In August 1942, after almost three years of living an itinerant life with her family in order to escape the Nazis, Gustawa and her parents met a crossroads. An Aktion had been announced, requiring all Jews to report to a ghetto outside of Krakow for deportation. Fearing that seven-year-old Gustawa would not survive the Aktion, her parents made the agonizing decision to separate from her, leaving her care to a cousin’s nanny. This fateful decision by her parents saved Gustawa’s life — but at a tremendous cost.
Over the next three years, Gustawa was shuttled between family and strangers. She was forced to suppress her true identity in order to pass as a young Polish Catholic girl named Krysia, which took a real emotional toll. Like other hidden children of the Holocaust, she became “conditioned to believe that it was vital to [her] survival to keep secrets, hide, lie, and steal.” Applefield describes in heartbreaking detail the unspeakable cruelty and hatred visited upon her over this period, including by relatives entrusted to keep her safe. But she also details the incredible compassion shown to her by total strangers, often at great personal risk to themselves.

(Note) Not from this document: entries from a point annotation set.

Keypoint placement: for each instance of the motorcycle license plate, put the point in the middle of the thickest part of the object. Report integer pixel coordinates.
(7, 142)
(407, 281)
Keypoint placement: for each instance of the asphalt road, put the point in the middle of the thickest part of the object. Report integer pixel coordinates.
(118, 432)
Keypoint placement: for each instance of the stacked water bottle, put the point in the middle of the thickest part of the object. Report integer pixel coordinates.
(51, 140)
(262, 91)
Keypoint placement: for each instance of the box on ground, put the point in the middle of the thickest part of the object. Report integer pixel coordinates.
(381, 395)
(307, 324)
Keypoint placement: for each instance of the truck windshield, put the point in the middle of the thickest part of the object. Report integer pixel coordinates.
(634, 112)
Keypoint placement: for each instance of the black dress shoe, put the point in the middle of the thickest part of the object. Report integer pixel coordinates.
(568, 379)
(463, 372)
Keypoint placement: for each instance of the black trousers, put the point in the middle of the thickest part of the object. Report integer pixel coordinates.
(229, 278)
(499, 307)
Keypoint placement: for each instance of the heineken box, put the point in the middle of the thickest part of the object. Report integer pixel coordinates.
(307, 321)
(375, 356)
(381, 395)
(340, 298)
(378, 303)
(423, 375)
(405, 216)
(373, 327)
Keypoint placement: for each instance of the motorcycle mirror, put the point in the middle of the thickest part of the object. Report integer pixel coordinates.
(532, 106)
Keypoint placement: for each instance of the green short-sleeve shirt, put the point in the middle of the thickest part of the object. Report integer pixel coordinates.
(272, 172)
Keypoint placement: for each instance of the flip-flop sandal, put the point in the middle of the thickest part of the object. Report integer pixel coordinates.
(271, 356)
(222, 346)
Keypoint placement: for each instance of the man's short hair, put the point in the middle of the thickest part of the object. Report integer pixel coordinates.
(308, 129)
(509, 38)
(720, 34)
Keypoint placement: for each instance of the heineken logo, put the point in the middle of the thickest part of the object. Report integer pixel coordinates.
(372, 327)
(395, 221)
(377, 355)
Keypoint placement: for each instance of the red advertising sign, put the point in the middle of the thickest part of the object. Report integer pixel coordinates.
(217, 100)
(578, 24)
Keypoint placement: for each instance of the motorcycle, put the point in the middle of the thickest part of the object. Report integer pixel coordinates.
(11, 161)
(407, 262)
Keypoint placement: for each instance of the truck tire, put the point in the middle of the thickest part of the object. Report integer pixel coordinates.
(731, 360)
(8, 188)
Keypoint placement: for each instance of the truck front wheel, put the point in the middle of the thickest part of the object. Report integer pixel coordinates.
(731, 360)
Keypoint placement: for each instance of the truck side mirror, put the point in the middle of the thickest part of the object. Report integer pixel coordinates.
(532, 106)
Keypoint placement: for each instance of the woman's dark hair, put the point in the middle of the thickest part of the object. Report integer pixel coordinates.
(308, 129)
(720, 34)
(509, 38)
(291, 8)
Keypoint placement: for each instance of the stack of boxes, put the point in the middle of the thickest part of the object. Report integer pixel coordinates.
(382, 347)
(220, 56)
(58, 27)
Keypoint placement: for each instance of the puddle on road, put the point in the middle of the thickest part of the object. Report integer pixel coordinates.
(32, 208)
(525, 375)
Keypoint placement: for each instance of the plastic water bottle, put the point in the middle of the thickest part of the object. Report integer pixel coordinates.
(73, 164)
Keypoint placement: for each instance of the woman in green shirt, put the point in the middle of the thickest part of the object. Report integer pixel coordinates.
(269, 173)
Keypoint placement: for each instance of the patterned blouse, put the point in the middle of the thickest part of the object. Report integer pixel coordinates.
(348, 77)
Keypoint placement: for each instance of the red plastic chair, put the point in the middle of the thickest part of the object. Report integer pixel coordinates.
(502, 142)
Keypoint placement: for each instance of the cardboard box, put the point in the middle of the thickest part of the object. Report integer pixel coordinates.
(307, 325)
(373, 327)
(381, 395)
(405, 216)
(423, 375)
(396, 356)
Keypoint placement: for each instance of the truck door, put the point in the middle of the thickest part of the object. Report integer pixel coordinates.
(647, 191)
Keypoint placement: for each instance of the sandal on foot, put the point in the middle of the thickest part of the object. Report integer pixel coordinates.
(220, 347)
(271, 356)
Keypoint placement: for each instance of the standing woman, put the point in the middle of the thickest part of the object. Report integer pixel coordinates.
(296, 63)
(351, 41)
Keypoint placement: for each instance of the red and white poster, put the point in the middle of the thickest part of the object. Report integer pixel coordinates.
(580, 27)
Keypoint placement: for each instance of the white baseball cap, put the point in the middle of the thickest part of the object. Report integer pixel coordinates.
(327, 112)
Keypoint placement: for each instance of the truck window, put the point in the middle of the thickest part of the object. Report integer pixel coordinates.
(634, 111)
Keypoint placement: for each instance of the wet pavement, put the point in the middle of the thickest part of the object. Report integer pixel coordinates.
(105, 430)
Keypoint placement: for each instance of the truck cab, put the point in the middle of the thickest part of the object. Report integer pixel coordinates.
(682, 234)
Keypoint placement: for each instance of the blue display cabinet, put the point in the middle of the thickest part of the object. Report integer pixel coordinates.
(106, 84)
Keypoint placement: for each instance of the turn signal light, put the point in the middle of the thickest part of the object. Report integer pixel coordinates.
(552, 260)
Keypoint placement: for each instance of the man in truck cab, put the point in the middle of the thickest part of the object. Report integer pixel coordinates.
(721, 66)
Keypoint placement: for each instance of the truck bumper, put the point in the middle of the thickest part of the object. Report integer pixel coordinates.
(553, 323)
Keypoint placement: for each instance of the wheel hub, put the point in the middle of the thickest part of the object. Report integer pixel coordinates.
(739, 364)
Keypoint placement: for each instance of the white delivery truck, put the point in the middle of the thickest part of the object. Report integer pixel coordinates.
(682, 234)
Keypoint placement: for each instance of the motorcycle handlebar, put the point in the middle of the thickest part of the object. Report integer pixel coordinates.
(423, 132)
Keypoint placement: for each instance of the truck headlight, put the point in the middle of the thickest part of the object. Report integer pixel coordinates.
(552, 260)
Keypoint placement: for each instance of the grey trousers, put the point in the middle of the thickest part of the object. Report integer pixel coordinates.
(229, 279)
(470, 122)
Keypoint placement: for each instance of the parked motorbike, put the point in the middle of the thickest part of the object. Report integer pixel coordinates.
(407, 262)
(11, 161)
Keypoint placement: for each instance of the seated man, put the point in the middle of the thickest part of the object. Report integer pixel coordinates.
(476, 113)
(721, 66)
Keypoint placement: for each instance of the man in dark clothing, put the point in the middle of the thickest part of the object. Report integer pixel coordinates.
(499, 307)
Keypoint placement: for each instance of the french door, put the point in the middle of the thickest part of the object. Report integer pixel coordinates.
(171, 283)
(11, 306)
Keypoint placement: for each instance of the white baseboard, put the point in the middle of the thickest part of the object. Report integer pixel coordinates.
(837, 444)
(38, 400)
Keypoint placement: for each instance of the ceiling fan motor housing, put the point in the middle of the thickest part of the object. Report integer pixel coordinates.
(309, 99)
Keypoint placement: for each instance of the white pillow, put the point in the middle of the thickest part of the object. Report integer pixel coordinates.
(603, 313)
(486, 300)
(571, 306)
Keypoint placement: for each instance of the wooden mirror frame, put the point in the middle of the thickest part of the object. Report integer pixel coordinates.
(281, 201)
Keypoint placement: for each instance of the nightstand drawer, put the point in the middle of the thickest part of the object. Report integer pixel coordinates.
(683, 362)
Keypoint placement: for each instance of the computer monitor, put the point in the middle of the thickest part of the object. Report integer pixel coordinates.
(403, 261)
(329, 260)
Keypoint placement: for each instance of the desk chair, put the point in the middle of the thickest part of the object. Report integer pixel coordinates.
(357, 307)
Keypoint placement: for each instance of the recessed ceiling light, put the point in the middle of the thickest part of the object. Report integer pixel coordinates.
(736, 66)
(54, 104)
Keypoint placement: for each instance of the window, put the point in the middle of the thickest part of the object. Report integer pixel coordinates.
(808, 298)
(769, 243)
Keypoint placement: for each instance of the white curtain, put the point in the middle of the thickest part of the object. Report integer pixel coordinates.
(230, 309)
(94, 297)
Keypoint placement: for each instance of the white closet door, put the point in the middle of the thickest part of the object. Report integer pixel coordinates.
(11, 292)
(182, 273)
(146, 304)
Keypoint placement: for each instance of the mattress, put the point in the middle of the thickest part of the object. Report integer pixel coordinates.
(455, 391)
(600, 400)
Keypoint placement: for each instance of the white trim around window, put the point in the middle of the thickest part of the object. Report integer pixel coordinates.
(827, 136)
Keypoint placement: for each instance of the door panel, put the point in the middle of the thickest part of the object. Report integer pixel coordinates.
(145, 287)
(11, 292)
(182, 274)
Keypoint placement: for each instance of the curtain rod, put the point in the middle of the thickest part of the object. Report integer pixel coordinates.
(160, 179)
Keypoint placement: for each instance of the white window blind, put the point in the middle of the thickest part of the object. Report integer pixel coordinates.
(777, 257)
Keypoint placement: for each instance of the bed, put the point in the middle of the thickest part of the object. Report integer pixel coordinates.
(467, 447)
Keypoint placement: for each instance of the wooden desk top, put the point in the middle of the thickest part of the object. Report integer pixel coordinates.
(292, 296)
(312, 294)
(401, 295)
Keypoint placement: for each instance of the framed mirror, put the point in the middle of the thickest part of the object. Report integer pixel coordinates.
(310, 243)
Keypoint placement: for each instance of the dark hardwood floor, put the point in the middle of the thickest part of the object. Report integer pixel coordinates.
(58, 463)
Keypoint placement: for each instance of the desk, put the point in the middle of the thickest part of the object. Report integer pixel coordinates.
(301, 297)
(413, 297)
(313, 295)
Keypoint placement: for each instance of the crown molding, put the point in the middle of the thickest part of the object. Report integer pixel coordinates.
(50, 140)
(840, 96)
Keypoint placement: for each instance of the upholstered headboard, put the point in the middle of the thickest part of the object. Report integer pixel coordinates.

When the war ended, Krysia found herself in the care of a male cousin who used Krysia’s Aryan looks to have her confirmed in the Catholic Church. With her confirmation certificate in hand, which he used to pass himself off as Catholic, he callously discarded Krysia at an orphanage run by the Jewish Community Center in Krakow. Recounting her time in the orphanage, Applefield reveals the rabid antisemitism that endured long after the war ended. She describes in brutal detail the violent pogroms that erupted on the streets of Krakow and the mobs that would attack the center, attempting to kill the Jewish children housed inside.
Miraculously, Kyrsia’s father survived the war and eventually found her in the orphanage. Once reunited, they decided that there was nothing left for them in Poland, so they immigrated to the United States, where they had family. Once again, Krysia had to adopt a new name and a new life. This time, she became Janet.
Becoming Janet is a powerful and captivating story about how one little girl bravely hid her identity, battling and overcoming hate to survive the Holocaust.